The scientists used data from 7,895 previously identified craters and 1,411 dated craters and were able to apply machine learning to train a deep neural network. Using information from China’s first and second lunar orbits – Chang’e 1 and Chang’e 2 – the network identified 109,956 new craters. The two unmanned spacecraft were launched in 2007 and 2010 respectively.
Impact craters (are) the most diagnostic features of the lunar surface. That is in stark contrast to the surface of the Earth. It is very difficult to trace the history of the Earth of the impact of asteroids and comets over the past 4 billion years. , ‘said study author Chen Yang, from the College of Earth Sciences at Jilin University and the Key Laboratory of Lunar and Deep Space Exploration at the Chinese Academy of Sciences.
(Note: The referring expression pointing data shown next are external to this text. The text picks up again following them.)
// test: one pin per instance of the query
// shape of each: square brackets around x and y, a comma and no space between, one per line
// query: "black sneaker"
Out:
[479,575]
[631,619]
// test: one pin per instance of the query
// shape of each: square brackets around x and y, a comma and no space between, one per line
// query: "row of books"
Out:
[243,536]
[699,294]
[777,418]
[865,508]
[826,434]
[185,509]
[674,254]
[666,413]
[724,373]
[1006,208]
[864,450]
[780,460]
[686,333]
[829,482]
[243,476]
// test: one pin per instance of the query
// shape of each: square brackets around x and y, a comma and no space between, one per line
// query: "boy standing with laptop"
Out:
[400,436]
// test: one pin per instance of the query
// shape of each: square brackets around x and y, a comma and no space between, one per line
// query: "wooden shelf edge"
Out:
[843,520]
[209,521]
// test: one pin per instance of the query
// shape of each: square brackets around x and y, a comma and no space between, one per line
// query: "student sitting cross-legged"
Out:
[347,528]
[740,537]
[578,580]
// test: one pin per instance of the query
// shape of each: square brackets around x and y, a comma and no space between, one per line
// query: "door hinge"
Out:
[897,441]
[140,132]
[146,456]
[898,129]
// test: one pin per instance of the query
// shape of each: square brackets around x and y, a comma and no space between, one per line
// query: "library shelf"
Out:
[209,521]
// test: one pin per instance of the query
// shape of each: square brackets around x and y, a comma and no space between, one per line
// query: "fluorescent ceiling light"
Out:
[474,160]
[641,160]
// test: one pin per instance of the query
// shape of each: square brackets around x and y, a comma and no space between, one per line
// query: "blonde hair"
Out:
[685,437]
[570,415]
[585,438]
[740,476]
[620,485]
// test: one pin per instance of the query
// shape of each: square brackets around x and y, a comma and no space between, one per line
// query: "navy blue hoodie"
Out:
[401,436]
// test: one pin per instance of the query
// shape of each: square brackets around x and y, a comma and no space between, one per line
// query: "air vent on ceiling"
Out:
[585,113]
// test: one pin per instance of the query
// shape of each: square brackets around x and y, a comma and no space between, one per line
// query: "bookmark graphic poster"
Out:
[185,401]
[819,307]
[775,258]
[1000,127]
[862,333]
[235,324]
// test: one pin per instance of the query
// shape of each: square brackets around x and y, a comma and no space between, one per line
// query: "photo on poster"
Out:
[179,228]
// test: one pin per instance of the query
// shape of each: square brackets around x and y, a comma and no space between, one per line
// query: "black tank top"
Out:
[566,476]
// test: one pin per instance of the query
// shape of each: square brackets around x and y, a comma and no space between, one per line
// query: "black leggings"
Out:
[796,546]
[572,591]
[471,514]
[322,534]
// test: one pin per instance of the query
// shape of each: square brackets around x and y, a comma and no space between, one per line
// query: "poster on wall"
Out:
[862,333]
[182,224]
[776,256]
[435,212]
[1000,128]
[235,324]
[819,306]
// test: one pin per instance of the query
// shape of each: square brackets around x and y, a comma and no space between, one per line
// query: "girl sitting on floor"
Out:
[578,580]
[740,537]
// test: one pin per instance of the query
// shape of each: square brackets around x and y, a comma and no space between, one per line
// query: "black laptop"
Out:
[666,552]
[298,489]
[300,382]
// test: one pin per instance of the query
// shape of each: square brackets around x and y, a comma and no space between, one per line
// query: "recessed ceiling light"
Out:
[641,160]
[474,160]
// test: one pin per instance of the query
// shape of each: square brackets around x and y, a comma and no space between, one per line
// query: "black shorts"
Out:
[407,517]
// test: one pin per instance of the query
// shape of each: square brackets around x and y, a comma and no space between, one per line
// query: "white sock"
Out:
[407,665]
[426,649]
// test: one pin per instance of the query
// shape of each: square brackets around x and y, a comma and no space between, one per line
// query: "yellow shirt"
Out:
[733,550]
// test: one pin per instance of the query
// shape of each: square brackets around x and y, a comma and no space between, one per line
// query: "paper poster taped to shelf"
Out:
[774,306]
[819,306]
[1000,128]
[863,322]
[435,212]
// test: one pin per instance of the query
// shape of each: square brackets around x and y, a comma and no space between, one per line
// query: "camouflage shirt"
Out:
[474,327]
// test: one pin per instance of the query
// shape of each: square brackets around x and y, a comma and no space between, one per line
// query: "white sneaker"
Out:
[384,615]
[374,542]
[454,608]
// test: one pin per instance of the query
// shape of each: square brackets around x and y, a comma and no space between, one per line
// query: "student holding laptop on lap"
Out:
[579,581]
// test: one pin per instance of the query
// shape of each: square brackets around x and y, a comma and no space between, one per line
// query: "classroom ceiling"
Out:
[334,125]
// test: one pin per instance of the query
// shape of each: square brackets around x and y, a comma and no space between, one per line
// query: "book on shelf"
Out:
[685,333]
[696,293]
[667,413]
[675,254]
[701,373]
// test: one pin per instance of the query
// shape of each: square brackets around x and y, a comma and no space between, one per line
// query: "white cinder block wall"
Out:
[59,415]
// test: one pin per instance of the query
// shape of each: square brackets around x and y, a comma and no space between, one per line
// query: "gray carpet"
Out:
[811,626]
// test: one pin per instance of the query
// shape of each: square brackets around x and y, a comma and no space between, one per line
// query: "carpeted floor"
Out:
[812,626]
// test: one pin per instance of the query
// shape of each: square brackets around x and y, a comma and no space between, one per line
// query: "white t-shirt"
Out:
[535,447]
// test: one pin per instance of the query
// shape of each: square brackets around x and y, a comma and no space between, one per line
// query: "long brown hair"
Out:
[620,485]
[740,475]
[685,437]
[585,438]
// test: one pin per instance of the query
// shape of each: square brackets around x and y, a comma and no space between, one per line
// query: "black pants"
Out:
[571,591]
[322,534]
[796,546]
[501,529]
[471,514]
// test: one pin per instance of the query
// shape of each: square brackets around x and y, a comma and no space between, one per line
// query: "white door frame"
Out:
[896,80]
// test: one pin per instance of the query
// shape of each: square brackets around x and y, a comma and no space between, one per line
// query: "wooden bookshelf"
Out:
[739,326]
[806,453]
“The Earth and the Moon have been hit by the same impact craters over time, but large lunar craters have undergone limited deterioration over billions of years. Therefore, impact craters on the Moon can track Earth’s evolution,” she said via email. .
The craters on the moon lack water, an atmosphere and tectonic plate activity – three forces that erode Earth’s surface, meaning that all but the most recent meteor impacts are not visible.
This latest study is not the first to use machine learning to detect craters of the moon, said Mohamad Ali-Dib of the Institute for Research on Exoplanets at the University of Montreal.
“Machine learning can be used to detect craters on the Moon,” he said via email. Craters are ‘a window into the dynamic history of the solar system.